O policial foi preso em flagrante pela Polícia Rodoviária Federal (PRF) em 5 de junho de 2022, durante uma abordagem na BR-364, em Jaru. Na ocasião, os agentes encontraram um revólver calibre .38 carregado com cinco munições. Conforme apurado, o militar estava com o porte de arma suspenso por decisão administrativa da corporação desde 2020.
No recurso, a defesa sustentou que não houve risco concreto à sociedade e alegou que o policial desconhecia a ilegalidade da conduta. Também solicitou a redução da pena, a alteração do regime inicial de cumprimento da sentença e a substituição da prisão por penas restritivas de direitos.
Ao analisar o caso, os desembargadores entenderam que o crime de porte ilegal de arma é de perigo abstrato, ou seja, sua configuração independe da demonstração de ameaça ou da intenção de cometer outro delito.
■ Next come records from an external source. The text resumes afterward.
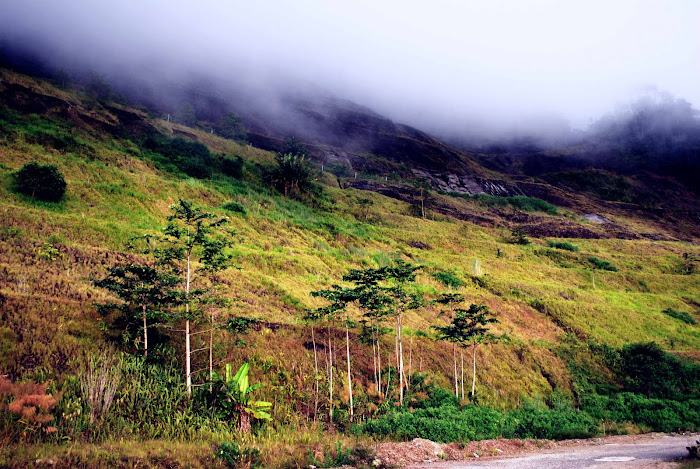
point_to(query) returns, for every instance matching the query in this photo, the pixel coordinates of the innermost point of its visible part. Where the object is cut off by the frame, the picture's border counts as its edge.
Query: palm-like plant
(235, 400)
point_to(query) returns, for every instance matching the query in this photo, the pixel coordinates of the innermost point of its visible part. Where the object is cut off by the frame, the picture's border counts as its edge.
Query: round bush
(43, 182)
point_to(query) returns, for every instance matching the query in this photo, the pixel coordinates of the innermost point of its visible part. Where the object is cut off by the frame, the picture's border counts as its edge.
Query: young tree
(327, 314)
(144, 290)
(235, 399)
(449, 300)
(469, 326)
(293, 175)
(402, 273)
(189, 240)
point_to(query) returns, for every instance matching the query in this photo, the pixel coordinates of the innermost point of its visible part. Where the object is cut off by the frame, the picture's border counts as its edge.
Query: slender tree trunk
(330, 374)
(211, 351)
(374, 357)
(347, 350)
(313, 340)
(145, 333)
(402, 377)
(188, 363)
(461, 354)
(410, 362)
(473, 369)
(379, 363)
(454, 361)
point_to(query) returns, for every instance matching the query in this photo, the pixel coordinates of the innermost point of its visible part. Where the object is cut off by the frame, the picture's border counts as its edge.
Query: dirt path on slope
(653, 450)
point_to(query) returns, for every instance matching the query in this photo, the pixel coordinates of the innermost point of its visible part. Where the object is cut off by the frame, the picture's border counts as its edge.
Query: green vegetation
(451, 423)
(235, 207)
(233, 393)
(178, 154)
(569, 362)
(601, 264)
(565, 245)
(680, 315)
(45, 182)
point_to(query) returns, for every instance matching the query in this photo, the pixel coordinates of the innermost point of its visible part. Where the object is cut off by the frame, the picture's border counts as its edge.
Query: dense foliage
(45, 182)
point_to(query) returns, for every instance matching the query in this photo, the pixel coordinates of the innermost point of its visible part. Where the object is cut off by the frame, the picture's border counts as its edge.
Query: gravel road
(659, 452)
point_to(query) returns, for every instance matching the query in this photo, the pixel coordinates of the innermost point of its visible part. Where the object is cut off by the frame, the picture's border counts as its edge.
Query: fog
(452, 68)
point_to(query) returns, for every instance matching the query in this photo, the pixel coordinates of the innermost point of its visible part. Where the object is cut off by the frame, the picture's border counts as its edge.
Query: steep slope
(554, 305)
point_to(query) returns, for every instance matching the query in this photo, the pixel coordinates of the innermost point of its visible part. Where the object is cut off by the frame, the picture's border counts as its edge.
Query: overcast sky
(415, 61)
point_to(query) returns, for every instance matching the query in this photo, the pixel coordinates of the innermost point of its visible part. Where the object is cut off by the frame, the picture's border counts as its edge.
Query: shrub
(234, 455)
(30, 405)
(449, 423)
(650, 371)
(518, 236)
(448, 278)
(563, 245)
(44, 182)
(601, 264)
(235, 207)
(680, 315)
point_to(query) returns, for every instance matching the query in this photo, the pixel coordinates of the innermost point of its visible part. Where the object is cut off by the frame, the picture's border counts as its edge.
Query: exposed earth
(653, 450)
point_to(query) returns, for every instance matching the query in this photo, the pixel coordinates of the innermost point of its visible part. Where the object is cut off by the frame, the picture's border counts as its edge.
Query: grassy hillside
(548, 300)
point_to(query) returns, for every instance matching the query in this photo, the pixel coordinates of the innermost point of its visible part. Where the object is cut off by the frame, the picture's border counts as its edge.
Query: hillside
(557, 308)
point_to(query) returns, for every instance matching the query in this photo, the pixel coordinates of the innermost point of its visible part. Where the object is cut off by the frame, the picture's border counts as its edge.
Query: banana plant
(235, 400)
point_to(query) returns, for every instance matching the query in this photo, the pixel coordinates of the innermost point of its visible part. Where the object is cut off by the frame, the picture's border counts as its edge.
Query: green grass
(541, 293)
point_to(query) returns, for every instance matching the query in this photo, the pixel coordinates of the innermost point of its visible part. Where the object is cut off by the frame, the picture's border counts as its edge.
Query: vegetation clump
(235, 207)
(563, 245)
(43, 182)
(680, 315)
(602, 264)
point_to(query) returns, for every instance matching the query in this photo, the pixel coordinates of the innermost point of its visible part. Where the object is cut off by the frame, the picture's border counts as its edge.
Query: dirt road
(653, 451)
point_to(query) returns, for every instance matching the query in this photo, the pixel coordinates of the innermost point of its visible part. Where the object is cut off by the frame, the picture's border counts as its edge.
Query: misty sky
(418, 62)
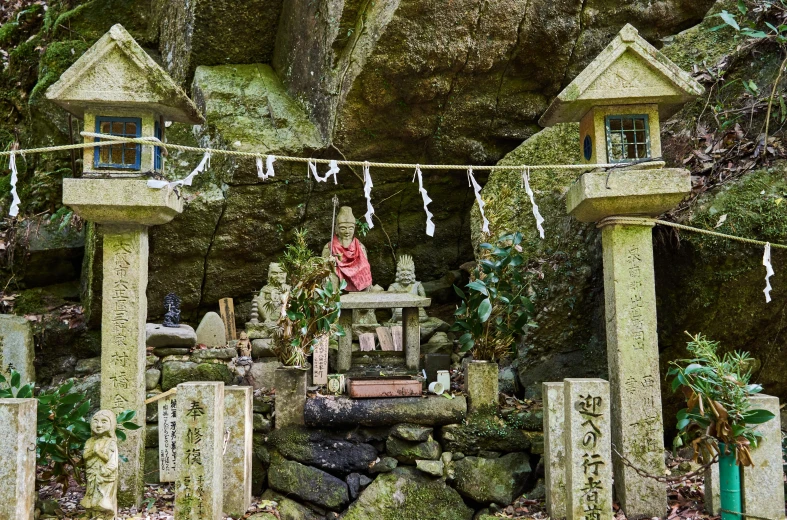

Para o colegiado, o simples porte da arma sem autorização válida já caracteriza a infração prevista no Estatuto do Desarmamento.
A Corte também afastou a alegação de desconhecimento da ilegalidade. Segundo a decisão, por ser policial militar e ter ciência da suspensão do porte, o réu não poderia alegar desconhecimento da norma.
Os magistrados ainda mantiveram o regime inicial semiaberto, considerando a reincidência e os antecedentes criminais do condenado, fatores que impedem a concessão dos benefícios solicitados pela defesa.
O julgamento do recurso foi realizado em sessão eletrônica entre os dias 6 e 10 de julho de 2026, quando os desembargadores decidiram, de forma unânime, manter integralmente a sentença de primeira instância.